No último discurso do primeiro turno da campanha presidencial, o candidato do PSDB, José Serra, esboçou otimismo a respeito de um novo round na disputa e conclamou uma união das lideranças tucanas para uma forte ofensiva por todo o País.

JULIA DUAILIBI E MALU DELGADO, Agência Estado

30 de setembro de 2010 | 00h43

Numa campanha que foi marcada pela ausência de empenho nos Estados por parte de alguns tucanos, o presidenciável disse que pedirá aos demais aliados que não viajem até novembro para fazerem parte de uma força-tarefa após 3 de outubro - pesquisas apontam diminuição da vantagem de Dilma Rousseff (PT), mas ainda não há certeza sobre um segundo turno.

"Trabalhei o tempo inteiro pela unidade. É evidente que pessoas que trabalharam pelas suas campanhas, alguns poderão ajudar muito na campanha nacional", afirmou em evento organizado pelo partido na Mooca, zona leste paulistana.
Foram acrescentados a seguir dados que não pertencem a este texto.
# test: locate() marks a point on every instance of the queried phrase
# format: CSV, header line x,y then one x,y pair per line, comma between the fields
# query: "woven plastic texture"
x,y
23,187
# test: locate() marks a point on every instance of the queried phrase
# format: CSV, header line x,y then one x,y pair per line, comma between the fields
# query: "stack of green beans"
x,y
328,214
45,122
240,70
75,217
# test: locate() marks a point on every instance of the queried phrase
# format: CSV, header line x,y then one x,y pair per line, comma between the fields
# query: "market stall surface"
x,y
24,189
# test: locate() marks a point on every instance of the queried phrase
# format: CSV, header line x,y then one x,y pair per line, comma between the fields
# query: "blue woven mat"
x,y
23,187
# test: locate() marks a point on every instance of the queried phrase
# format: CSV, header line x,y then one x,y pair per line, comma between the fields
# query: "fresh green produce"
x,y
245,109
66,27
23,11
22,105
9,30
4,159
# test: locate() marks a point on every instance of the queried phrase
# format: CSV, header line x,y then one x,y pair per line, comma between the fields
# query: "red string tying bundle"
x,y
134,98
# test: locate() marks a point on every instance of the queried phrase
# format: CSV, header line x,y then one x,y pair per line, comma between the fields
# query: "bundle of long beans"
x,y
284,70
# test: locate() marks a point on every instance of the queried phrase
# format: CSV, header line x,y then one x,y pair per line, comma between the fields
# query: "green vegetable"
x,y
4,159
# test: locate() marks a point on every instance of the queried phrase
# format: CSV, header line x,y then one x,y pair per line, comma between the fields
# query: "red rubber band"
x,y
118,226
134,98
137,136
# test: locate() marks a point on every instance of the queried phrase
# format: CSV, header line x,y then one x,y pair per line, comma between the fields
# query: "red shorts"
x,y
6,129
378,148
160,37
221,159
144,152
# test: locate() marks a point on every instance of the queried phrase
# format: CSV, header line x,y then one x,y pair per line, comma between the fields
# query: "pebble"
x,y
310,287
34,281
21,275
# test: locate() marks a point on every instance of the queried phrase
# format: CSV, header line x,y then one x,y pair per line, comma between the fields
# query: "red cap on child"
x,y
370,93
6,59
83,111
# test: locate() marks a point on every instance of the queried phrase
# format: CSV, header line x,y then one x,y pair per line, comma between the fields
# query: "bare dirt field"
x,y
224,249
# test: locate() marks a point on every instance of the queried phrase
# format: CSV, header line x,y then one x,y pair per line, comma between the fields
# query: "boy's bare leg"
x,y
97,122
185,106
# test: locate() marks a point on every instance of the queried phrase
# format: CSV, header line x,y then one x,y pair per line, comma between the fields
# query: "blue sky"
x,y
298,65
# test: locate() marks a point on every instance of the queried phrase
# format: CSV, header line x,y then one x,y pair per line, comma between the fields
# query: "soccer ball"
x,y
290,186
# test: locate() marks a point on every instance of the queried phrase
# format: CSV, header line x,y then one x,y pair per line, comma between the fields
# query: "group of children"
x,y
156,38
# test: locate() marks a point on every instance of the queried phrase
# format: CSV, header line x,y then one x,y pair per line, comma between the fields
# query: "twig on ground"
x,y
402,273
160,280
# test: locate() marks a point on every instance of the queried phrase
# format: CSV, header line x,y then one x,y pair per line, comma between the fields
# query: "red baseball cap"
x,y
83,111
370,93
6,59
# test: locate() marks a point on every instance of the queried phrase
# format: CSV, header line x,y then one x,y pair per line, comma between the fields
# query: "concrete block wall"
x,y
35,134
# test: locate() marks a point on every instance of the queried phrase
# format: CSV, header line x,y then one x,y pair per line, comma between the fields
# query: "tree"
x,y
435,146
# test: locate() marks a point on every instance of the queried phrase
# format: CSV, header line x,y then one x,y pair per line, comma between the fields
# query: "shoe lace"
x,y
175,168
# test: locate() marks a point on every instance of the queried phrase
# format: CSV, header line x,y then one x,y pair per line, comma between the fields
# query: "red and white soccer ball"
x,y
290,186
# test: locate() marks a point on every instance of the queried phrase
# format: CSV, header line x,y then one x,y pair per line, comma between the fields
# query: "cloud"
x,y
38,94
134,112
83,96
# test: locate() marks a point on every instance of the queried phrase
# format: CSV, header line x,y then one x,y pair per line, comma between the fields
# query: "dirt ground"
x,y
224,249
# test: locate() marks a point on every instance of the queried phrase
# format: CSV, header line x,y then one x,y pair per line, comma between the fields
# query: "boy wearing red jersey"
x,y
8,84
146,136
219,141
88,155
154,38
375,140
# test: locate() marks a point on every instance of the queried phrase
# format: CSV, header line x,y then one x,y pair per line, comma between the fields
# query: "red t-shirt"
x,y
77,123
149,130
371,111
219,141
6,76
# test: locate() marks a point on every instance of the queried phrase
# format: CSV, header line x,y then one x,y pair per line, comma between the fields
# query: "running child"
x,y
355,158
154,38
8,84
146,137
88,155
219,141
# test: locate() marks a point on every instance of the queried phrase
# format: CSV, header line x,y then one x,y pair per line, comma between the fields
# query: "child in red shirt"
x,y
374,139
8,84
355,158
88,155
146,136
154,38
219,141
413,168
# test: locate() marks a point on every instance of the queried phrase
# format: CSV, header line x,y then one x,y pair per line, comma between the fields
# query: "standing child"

Adotando um tom mais brando, sem citar a adversária, o tucano voltou a fazer o discurso da ética. "Temos convicção de que a gente pode fazer o País avançar. Que podemos ter um governo ético, voltado para as pessoas, não para a patota. Voltado para o povo brasileiro", disse o candidato, mais tarde, em discurso para cerca de mil pessoas.